Öyleyse hayallere inanabilir miyiz? Muhtemelen zaten uzun tartışmalarda kafan karışmıştır.Aslında, her şey basit. Hayallere inanmak ister misin? Sağlık üzerine. Sadece hayal kitaplarına duyulan tutkunun hayatınızın gidişatını etkilemediğini görün. Ve daima rüyayı analiz etmeye çalış. Bir kedi mi hayal ettin? El kitabı size kedinin kötü olduğunu söylüyor. Ama rüyada en sevdiğin şeyi gördün. Sana kötü bir şey getirebilir mi? Ya da sadece dün gece evcil kediyi uzun süre okşuyordun, öyle mi hayal etti?

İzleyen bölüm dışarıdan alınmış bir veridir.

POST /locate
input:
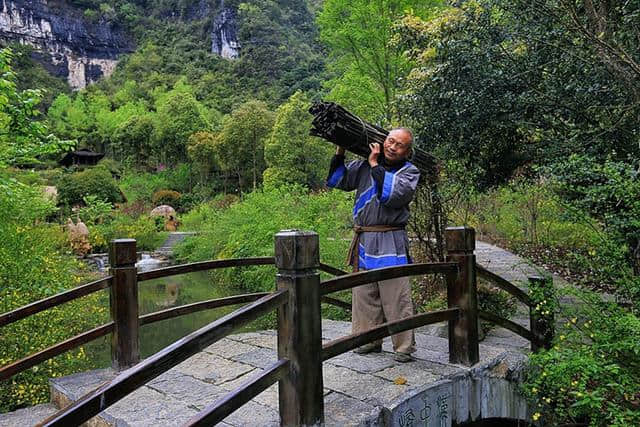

Rüyalara inanıp inanmamak size kalmış. Ve sonunda size keyifli bir rüya diliyorum. Hiçbir şeyin gecenizi dinlendirmesine izin vermeyin!

Çobanlar Cevapları

Kutsal Yazılar, sık sık Tanrı'nın kendi iradesini rüyalar vasıtasıyla nasıl açığa çıkardığını söyler. Evet, azizlerin hayatlarında bununla ilgili hikayeler var. Böylece her birimiz sevdiklerinin nasıl “peygamber” bir rüya gördüğünü, hatta birden fazla olduğunu kolayca hatırlayabiliriz. Böyle fenomenler nasıl tedavi edilir? Bir rüyada gördüklerime güvenmeli miyim? Rus kilisesinin çobanlarını açıklar.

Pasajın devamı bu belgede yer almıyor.